Abstract

Objective: To discuss the efficacy, safety and feasibility of retroperitoneal Laparoendoscopic Single-Site (LESS) Ureterolithotomy.

Methods: Selected all the patients who met the inclusion criteria and confirmed to be upper and middle ureteral calculus by imaging tests from the department of Urology,the First Affiliated Hospital of Medical College of Shihezi University in the period of July 2011 to July 2012,the patients met t were randomly divided into single-site retroperitoneal laparoendoscopic group (group A) and standard retroperitoneal laparoscopic group (group B).The various efficacy indicators between two groups were compared by SPSS 17.0 software.

Results: 12 cases of group A and 15 cases of group B fit for the stduy were collected.All the operations were completed successful,without conversion to standard laparoscopic or open surgeries,all stones were successfully removed and no major perioperative complications occured. As to blood loss, postoperative bowl function recovery time,drain volume,drain removal time and postoperative hospital stay,the two groups had no signifieant difference (P>0.05).As to operative time,group A was longer than group B (P<0.05).As patient’s satisfaction and postoperative cosmetic results,group A was better than group B (P<0.05).1 patient used analgesic drugs the second day postoperated in group B,no analgesic drugs used in group A. All patients showed no residual stones and ureteral obstructions or stenosis postoperatively reached 1-3 month follow-up.1 patient’s double-J tube was removed by ureteroscope be hospitalized caused by retracted into uerter three months after surgery.All patients showed no residual stones and hydronephrosis 1-3 month follow up after double-J tube removal.

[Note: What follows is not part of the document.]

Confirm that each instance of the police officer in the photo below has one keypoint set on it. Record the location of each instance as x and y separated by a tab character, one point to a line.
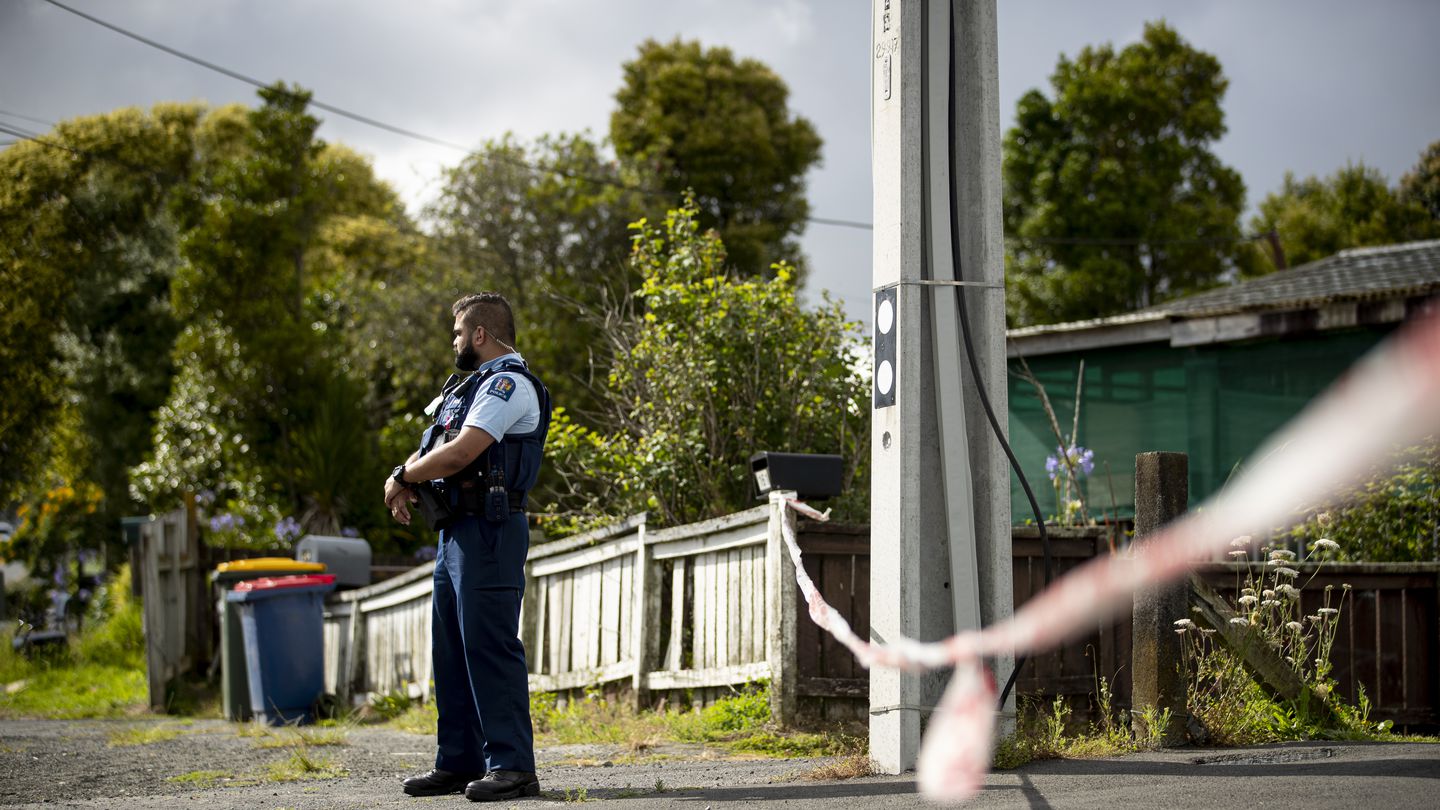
480	459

Conclusions: Retroperitoneal LESS ureterolithotomy is safe and feasible, but the operation difficulty is hard, Learning curve is longer, still needs larger series and follow-up study to further evaluate its long-term benefits. Althogh there are some defects in LESS technology presently, we believe with the accumulation of experience of surgeons and improvement of special equipments, the benefits of LESS will be obviously, achieve more social and economic benefits finally. It’s the trend of the development of minimally incasive surgery, it is worth clinical promotion.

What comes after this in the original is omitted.